Charles Michel: alla ricerca dell’accordo perduto

«È già stato fatto molto per portare avanti la proposta della Commissione relativa al futuro bilancio a lungo termine dell’UE. Mi congratulo con il Parlamento europeo e gli Stati membri in sede di Consiglio per l’impegno profuso e il lavoro svolto. È ora giunto il momento di cambiare marcia».

Cosi parlò Jean-Claude Juncker, ex presidente della Commissione europea, il 13 giungo 2019, alla vigilia delle proposte per il bilancio a lungo termine dell’UE per il 2021-2027. L’obbiettivo era quello di evitare degli impedimenti negli accordi, come avvenuto per il bilancio 2014-2020, sottoscritto con sei mesi di ritardo. Sei mesi che hanno portato posticipazioni in investimenti vitali e programmi Erasmus nonché ritardi nell’assegnazione di posti di lavoro che a loro volta hanno avuto implicazioni sulla vita reale dei cittadini europei.

Il 20 e 21 Febbraio 2020, il presidente Charles Michel, come riportato dal sito del Consiglio Europeo, durante la riunione straordinaria del Consiglio Europeo, relativa ai negoziati sul bilancio europeo per il periodo 2021-2027, ha riferito che «nonostante l’alacre lavoro, v’è necessità di più tempo». Dal 21 aprile al 27 maggio si sono susseguite diverse riunioni che hanno portato il Consiglio Europeo, in accordo con la Commissione Europea, a istituire un fondo di risanamento per rispondere alla crisi Covid-19 che fosse strettamente correlato al quadro finanziario pluriennale (QFP) per il 2021-2027.
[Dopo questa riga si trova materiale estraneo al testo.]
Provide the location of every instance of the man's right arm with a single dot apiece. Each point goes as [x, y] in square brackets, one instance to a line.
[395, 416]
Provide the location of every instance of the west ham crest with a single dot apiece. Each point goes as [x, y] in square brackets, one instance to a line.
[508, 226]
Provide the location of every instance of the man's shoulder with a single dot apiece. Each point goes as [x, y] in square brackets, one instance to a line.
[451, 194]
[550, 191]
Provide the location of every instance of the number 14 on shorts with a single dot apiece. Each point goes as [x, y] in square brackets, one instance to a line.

Charles Michel, intervenuto in conferenza stampa, chiarisce come «questo è un passo importante nel processo decisionale. Aiuterà a indirizzare il sostegno verso i settori e le regioni più colpiti dalla pandemia di Covid-19». Le proposte sono state esaminate nel Consiglio Europeo del 19 giugno 2020. I leader dell’UE in videoconferenza hanno discusso il bilancio UE 2021-2027 e il piano per la ripresa volto a rispondere alla crisi Covid-19. Il presidente del Consiglio europeo Michel ha manifestato l’intenzione di tenere un vertice in presenza verso metà luglio e di presentare una proposta prima della riunione.

Parallelamente al Piano Finanziario Pluriennale (MFF), il quale ammonterà a 1,1 trilioni di euro secondo le parole di Ursula von der Leyen, Presidente della Commissione europea, all’interno del piano per la ripresa dell’Europa, è stato creato lo strumento Next Generation Eu da 750 miliardi di euro per il periodo 2021-2024, realizzato attraverso tre punti: aiutare gli Stati Membri a riprendersi, rilanciare l’economia e gli investimenti privati e trarre insegnamenti dalla crisi.
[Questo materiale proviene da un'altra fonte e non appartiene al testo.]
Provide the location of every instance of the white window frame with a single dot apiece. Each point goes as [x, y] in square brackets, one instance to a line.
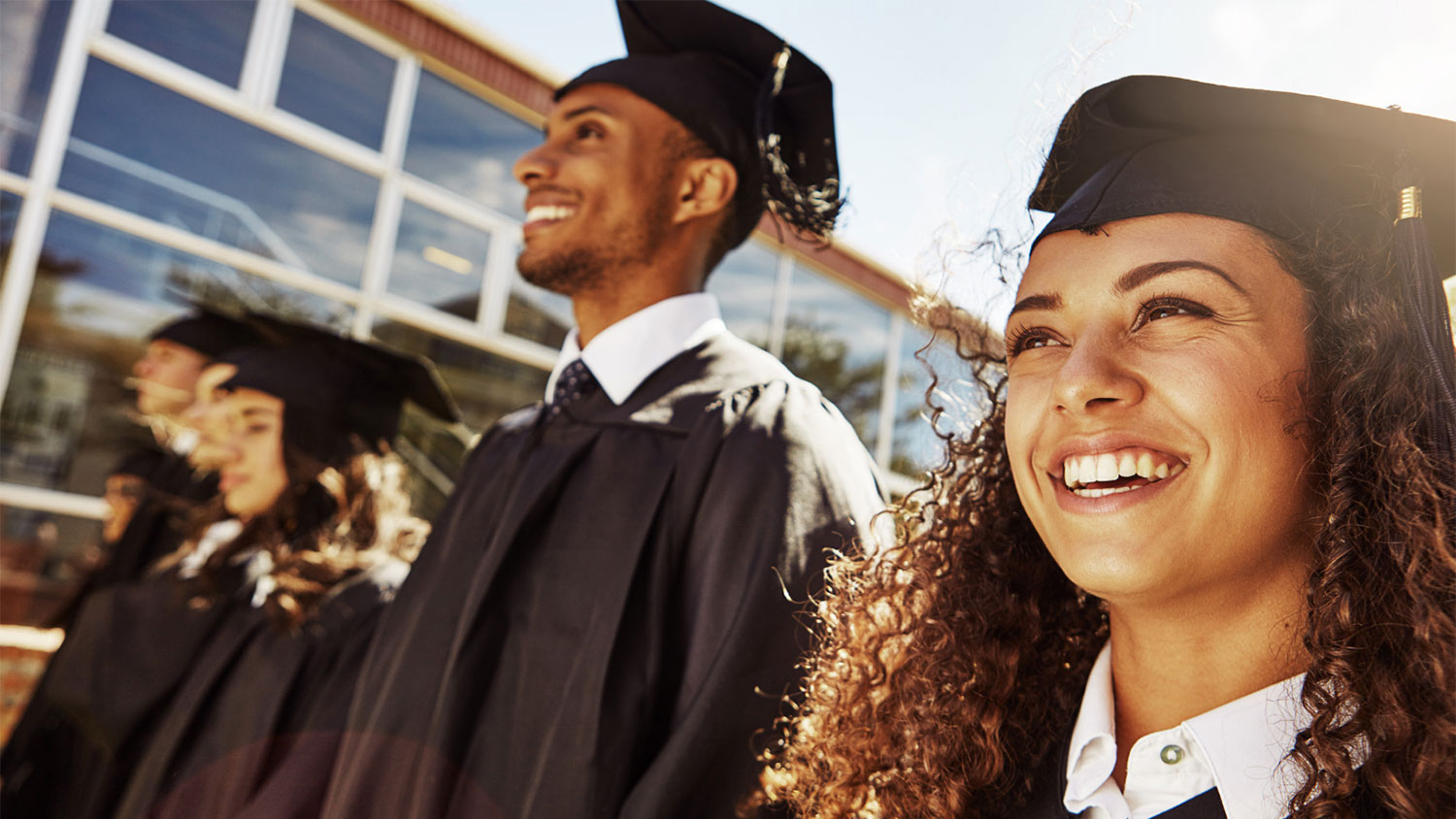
[253, 102]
Questo strumento, di notevole importanza, presenta anch’esso necessità di accelerare le proprie tempistiche. Tempistiche che sono in grado di affossare l’agricoltura italiana come sottolineato anche dal presidente della Coldiretti, Ettore Prandini:

«Siamo fortemente preoccupati della tempistica delle risorse messe a disposizione dalla Ue con il Next Generation Eu per fronteggiare l’emergenza coronavirus perché il regolamento prevede che questi nuovi fondi potranno essere utilizzati non prima del 2022 nella migliore delle ipotesi e questo per noi è assolutamente inaccettabile per il periodo drammatico che l’agricoltura italiana sta attraversando».

Considerando che, nel gennaio 2020, la Coldiretti stessa aveva affermato che, per via dell’andamento climatico avverso, v’era stato un taglio del 2,7% del valore aggiunto lordo in agricoltura nel 2019, è possibile denotare come questo ritardo negli accordi, rischi di aggravare una situazione già complessa di suo.
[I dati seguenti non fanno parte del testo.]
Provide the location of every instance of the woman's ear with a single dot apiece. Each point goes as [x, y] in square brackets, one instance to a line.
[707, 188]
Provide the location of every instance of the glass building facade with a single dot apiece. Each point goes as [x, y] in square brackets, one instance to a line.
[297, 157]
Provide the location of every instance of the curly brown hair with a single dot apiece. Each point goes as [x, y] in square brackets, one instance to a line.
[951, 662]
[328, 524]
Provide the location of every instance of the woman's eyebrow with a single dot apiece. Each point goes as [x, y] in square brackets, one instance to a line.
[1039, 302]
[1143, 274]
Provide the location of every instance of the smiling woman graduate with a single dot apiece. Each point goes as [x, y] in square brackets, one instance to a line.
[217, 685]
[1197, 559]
Non solo l’agricoltura italiana, ma quasi tutti i settori dei paesi europei rischiano di subire importanti tagli. Ascoltando i dibattiti degli Stati generali sembra che il problema, però, voglia essere indirizzato solo all’Italia, alla Spagna e agli altri paesi deteriorati dalla crisi del Covid-19 mentre Olanda, Austria, Finlandia, Danimarca e Svezia continuano il loro dibattito per ottenere dei prestiti piuttosto che trasferimenti a fondo perduto.

Ciò ci riporta alla genesi del dilemma: se sia più giusto accelerare i tempi per salvaguardare le imprese nonché le vite dei cittadini europei o continuare dibattiti a favore di Paesi che richiedono maggiori sicurezze sull’erogazione dei fondi.